What Do You Notice? Descriptions

# What Do You Notice? Descriptions

It’s been on my TO DO list for a long time.  Years, in fact.  But I’ve finally checked it off and I’m thrilled with the results.

As many of you know, for each of my Family Math Night events I include a What Do You Notice? poster.  These posters are designed to get kids and parents thinking about math on a deeper level.  Although each poster has been included on our website, there has never been details…until now.  I’ve taken each of the posters and written a thorough description of the math involved.  I’ve also included the specific skills by grade span, K-2 and 3-5, and given several examples of student responses.

Here’s an example:

What Do You Notice? Rectangular Arrays

Skills
Primary students (K-2): shapes, counting, repeated addition, area

Intermediate students (3-5): classifying quadrilaterals, area model of multiplication, multiplication, prime, composite, and square numbers

Mathematical Background
For this one, I represented each number as a rectangular array.
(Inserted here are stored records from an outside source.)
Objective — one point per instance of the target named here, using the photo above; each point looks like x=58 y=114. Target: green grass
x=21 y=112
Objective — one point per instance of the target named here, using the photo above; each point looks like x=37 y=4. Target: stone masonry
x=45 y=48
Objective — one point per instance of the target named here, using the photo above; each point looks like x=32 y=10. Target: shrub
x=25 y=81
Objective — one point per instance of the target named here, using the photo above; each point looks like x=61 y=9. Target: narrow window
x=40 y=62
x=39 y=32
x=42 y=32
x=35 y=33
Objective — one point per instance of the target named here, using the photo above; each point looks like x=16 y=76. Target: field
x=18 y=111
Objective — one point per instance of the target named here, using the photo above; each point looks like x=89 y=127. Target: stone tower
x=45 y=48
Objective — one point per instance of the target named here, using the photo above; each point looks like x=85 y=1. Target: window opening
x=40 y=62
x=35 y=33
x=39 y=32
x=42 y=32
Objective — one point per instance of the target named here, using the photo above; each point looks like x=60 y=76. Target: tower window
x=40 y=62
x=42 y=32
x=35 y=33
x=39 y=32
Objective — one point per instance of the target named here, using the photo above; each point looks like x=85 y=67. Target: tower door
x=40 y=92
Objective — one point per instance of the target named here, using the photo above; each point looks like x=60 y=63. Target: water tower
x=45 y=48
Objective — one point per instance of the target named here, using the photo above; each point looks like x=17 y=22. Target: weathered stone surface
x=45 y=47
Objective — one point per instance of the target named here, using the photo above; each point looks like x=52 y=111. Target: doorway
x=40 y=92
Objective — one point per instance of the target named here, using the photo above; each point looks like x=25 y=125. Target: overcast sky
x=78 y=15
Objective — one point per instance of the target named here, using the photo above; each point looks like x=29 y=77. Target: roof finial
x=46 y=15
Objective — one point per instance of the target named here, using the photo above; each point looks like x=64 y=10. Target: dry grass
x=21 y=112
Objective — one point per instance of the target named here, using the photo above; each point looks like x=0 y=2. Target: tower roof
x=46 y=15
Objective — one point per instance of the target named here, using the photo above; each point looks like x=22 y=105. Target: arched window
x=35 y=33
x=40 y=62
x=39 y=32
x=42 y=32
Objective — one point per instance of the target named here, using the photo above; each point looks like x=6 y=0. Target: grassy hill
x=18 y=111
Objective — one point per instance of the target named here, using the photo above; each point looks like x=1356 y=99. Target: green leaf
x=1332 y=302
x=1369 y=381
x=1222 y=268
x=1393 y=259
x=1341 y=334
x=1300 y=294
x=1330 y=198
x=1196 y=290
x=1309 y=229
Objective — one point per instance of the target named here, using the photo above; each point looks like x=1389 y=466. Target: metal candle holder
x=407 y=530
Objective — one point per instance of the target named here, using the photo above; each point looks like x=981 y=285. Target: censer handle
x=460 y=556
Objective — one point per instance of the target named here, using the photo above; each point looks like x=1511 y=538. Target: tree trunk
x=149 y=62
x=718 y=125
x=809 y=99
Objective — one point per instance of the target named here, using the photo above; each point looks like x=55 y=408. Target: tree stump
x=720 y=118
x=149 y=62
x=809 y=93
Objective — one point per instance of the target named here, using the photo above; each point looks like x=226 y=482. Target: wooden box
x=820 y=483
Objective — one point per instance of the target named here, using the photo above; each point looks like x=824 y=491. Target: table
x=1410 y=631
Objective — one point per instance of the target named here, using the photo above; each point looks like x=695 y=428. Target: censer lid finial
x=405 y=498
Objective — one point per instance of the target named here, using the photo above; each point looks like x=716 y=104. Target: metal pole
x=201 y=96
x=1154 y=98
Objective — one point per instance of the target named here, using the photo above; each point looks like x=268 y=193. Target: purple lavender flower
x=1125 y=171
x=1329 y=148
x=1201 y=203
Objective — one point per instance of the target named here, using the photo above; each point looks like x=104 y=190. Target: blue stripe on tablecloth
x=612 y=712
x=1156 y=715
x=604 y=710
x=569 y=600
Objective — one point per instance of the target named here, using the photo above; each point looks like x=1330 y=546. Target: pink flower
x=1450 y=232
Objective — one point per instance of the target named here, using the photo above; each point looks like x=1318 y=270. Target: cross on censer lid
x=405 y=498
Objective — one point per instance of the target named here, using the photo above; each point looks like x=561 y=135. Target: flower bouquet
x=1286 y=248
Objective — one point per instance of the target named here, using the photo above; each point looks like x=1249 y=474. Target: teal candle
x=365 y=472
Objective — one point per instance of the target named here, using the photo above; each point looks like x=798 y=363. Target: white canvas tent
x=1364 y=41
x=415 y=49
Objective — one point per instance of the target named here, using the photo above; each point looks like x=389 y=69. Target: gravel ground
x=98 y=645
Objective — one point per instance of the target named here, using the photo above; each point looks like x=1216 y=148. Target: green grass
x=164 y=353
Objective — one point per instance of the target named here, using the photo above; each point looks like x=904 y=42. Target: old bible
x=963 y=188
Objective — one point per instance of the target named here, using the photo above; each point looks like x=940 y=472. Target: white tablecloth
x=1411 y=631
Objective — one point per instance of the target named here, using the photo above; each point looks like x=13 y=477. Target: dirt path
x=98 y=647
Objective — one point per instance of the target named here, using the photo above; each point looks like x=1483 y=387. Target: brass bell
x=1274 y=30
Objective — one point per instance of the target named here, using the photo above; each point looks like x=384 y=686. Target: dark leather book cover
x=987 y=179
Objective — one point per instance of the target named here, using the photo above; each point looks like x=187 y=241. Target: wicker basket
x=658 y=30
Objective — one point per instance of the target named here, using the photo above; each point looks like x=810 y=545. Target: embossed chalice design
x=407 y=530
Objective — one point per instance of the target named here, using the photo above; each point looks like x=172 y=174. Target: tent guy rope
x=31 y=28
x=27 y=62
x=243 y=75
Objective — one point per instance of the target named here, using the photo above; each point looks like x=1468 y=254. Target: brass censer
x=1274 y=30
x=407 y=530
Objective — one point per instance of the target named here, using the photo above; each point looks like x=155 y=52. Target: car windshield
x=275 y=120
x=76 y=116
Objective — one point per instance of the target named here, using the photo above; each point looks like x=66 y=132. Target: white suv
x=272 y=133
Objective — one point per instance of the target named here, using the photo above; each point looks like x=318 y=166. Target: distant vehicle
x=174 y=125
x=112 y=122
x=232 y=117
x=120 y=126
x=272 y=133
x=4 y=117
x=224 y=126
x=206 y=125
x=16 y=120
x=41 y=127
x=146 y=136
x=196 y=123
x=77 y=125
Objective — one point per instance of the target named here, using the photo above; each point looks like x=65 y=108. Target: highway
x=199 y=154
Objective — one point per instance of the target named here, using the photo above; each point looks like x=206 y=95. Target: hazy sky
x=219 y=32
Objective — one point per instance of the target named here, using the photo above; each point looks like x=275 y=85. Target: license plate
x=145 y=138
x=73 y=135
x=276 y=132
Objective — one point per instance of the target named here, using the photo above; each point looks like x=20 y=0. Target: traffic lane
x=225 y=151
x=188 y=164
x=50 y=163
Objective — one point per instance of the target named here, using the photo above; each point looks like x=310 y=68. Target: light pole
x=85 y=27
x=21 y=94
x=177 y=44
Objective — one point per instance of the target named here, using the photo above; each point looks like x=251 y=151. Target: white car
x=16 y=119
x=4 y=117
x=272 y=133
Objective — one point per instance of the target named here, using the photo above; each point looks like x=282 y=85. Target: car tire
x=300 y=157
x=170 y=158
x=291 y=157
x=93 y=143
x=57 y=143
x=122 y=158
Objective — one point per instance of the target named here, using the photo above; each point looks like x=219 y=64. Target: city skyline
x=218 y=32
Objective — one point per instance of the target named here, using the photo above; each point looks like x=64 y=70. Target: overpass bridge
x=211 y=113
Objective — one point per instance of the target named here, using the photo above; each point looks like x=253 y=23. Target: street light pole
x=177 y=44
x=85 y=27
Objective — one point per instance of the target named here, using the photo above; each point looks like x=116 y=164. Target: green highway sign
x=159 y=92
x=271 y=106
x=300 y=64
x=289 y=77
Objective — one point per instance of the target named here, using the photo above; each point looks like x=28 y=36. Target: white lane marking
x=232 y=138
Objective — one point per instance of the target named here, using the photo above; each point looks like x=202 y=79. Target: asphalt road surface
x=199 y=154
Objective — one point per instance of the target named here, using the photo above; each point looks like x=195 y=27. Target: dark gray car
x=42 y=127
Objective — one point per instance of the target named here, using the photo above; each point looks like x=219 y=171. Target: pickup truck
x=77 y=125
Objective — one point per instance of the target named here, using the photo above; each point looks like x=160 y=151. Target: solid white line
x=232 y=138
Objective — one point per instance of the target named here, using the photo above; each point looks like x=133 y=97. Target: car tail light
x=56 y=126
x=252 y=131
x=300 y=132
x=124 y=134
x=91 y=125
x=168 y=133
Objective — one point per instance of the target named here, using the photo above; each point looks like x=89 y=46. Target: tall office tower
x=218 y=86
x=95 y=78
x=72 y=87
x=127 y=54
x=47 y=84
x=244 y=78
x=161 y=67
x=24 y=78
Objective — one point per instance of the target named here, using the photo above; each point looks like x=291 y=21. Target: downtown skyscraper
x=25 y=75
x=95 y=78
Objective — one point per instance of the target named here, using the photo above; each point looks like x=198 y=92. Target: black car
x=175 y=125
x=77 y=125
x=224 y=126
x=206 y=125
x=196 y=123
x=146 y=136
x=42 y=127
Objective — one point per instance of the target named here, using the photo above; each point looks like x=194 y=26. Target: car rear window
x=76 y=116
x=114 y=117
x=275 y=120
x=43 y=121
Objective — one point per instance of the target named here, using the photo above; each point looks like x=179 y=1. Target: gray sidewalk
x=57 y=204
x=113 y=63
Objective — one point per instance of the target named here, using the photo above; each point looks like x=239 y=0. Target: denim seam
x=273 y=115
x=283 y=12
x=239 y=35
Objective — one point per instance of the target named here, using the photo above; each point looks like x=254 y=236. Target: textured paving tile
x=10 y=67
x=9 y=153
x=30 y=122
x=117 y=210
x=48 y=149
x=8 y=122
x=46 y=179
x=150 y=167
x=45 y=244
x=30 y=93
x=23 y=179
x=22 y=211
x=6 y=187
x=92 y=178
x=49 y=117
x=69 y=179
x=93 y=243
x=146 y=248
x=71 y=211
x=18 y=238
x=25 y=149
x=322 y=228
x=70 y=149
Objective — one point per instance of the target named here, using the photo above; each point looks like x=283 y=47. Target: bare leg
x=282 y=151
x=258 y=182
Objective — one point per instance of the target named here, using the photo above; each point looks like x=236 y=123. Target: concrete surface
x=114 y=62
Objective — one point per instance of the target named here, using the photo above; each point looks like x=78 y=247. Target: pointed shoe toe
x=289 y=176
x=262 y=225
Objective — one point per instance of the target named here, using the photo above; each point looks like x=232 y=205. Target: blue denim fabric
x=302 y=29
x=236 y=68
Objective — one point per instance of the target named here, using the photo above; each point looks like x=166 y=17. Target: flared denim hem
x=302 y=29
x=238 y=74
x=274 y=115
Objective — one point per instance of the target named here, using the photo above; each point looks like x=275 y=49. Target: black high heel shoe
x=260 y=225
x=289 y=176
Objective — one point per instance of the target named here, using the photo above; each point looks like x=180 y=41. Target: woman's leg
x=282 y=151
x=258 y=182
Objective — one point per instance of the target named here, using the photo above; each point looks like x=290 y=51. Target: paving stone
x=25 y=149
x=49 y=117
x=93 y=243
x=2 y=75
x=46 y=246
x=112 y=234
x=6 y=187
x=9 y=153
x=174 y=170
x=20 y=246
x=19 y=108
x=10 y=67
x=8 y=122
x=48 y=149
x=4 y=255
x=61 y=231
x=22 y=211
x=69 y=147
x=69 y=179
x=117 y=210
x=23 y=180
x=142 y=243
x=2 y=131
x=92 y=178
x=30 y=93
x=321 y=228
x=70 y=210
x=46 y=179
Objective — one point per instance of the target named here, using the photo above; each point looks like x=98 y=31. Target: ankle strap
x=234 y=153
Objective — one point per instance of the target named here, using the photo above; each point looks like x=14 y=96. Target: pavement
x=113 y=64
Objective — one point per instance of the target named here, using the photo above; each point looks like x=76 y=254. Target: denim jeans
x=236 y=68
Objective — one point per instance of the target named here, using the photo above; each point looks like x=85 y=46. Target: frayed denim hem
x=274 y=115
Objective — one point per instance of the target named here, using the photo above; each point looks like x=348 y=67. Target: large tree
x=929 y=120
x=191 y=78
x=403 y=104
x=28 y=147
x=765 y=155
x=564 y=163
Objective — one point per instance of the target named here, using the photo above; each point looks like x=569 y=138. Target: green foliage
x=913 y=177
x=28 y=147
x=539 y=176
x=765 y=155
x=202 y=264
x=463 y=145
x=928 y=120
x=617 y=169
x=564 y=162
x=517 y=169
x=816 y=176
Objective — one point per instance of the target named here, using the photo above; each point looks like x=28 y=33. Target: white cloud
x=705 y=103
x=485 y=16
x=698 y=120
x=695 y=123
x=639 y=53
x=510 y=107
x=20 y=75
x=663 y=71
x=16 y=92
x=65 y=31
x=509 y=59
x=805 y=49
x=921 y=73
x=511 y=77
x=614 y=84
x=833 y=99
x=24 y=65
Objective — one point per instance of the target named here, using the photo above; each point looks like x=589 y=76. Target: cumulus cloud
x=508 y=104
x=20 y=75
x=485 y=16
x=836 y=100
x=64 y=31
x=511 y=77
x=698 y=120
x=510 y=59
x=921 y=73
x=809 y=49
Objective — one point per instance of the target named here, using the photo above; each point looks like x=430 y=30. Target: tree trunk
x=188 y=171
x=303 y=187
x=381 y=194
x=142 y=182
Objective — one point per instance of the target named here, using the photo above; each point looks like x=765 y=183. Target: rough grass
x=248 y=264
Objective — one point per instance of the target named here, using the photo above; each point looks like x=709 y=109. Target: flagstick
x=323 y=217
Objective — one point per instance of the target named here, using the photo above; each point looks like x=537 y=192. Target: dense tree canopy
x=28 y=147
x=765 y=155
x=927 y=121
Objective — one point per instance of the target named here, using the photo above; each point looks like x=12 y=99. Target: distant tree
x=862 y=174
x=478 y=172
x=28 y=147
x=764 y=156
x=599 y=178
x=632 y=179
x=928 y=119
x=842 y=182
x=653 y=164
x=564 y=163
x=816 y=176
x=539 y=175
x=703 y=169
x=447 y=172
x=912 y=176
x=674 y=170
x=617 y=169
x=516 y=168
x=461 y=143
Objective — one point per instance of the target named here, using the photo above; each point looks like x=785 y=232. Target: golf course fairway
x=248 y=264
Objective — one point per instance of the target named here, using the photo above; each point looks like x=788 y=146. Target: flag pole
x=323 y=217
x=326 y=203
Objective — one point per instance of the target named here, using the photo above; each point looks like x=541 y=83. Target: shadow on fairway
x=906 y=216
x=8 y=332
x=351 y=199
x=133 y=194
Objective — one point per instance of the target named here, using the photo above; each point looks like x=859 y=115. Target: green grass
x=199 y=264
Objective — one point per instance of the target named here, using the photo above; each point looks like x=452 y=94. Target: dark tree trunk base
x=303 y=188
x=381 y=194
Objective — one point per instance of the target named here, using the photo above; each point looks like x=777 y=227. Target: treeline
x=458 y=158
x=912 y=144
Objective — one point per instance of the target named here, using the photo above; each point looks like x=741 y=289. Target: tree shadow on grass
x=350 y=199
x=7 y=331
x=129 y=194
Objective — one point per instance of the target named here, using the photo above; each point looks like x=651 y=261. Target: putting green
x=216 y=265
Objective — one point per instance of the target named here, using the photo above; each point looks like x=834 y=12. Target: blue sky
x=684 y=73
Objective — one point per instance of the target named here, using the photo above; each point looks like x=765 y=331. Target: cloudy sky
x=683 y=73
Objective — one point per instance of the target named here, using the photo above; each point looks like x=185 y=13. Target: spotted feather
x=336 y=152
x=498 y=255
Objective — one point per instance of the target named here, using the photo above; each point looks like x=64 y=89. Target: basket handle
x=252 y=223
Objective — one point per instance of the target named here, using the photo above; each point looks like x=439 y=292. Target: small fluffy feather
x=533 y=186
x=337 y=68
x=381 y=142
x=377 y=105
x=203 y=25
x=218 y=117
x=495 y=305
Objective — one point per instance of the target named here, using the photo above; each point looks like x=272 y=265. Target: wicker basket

I also color-coded the arrays hoping that students would notice the relationship between the colors and the arrays that went with them. Notice how the orange arrays are square numbers. The red arrays are our prime numbers. Then I used blue for arrays that were non-square and had a length of two. Purple was non-square with a length of three.

I was also hoping that students would notice that some numbers were represented by more than one array (composite numbers). Prime numbers had only one array. Note: ‘1’ is not a prime number which is why I colored it orange – the color of the square numbers.

This activity does a nice job of visually reinforcing the area model of multiplication: L x W = A

Sample Student Responses

“The long grid before the square and/or rectangle grid(s) have the same number of blocks.”
“None of them are the same.”
“There is a color pattern.”
“Some numbers are on there more than once.”

The idea is to make it easier for you to include these posters at your events.  But it’s not just limited to Family Math Night events.  Teachers have written me about how they include them in their classroom learning and some are even displaying them in the school hallways to give students something to think about as they walk the halls.

However you decide to use them, I know they’ll help your students explore math in new and exciting ways.